From our analysis, we hypothesize that the association of sustained IOP rise with age, narrow angles, greater number of injections, the volume of ranibizumab injected, and bevacizumab and ranibizumab suggests that a higher buildup of microdegradation products in the trabecular meshwork leads to sustained IOP rise. The association of AMD with sustained IOP rise is probably a pointer towards an overall degenerative process affecting the eye, a hypothesis that finds support in the fact that 14 control eyes developed ocular hypertension and all had dry AMD. Vein occlusions are closely associated with glaucoma, a pointer again to degenerative processes affecting the trabecular meshwork or dysfunctional trabecular meshwork. Whether circulating anti-VEGF molecules eventually reached the control eye is as of now unknown. The role of gender and ethnicity in trabecular meshwork function along with the proposed hypothesis needs further study. The differences in structure between aflibercept and ranibizumab may account for the difference in incidence of IOP rise too.

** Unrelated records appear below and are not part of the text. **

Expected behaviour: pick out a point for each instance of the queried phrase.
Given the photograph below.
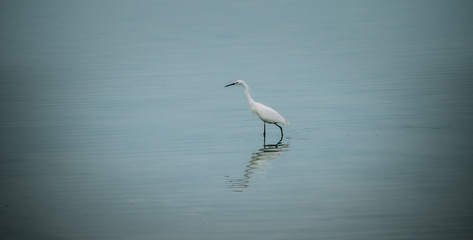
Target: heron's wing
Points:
(268, 114)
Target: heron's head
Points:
(238, 82)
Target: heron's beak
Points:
(231, 84)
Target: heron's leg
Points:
(264, 133)
(282, 134)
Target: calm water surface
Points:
(116, 125)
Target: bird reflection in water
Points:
(260, 161)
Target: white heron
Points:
(265, 113)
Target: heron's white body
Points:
(265, 113)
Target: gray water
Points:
(115, 123)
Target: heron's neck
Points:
(248, 96)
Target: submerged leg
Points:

The literature supports the role of trabecular alteration secondary to multiple injections, trabecular congestion due to antibodies, silicone microdroplets, or protein aggregation with bevacizumab and a chronic trabeculitis or a trabecular autoimmune reaction [30]. These factors seem to cause IOP rise in these patients.

To conclude, younger age, male sex, South Asian ethnicity, narrow angles, preexisting glaucoma, >6 injections, presence of AMD and RVO, use of ranibizumab, concentration of ranibizumab injected, and switch to ranibizumab or bevacizumab are independent risk factors for IOP spikes in patients who received either ranibizumab or aflibercept per the treat and extend regime for patients with AMD, DME, or RVO. Patients with the aforementioned characteristics will probably benefit with preemptive IOP lowering therapy, a close follow-up, and regular assessment for glaucomatous changes. The severity of the treat and extend regime might actually be beneficial in ensuring that these patients do not progress to develop glaucoma and end up with worse visual function.

Data Availability

Data pertaining to this manuscript will be made available on request.

Conflicts of Interest

The authors declare that they have no conflicts of interest.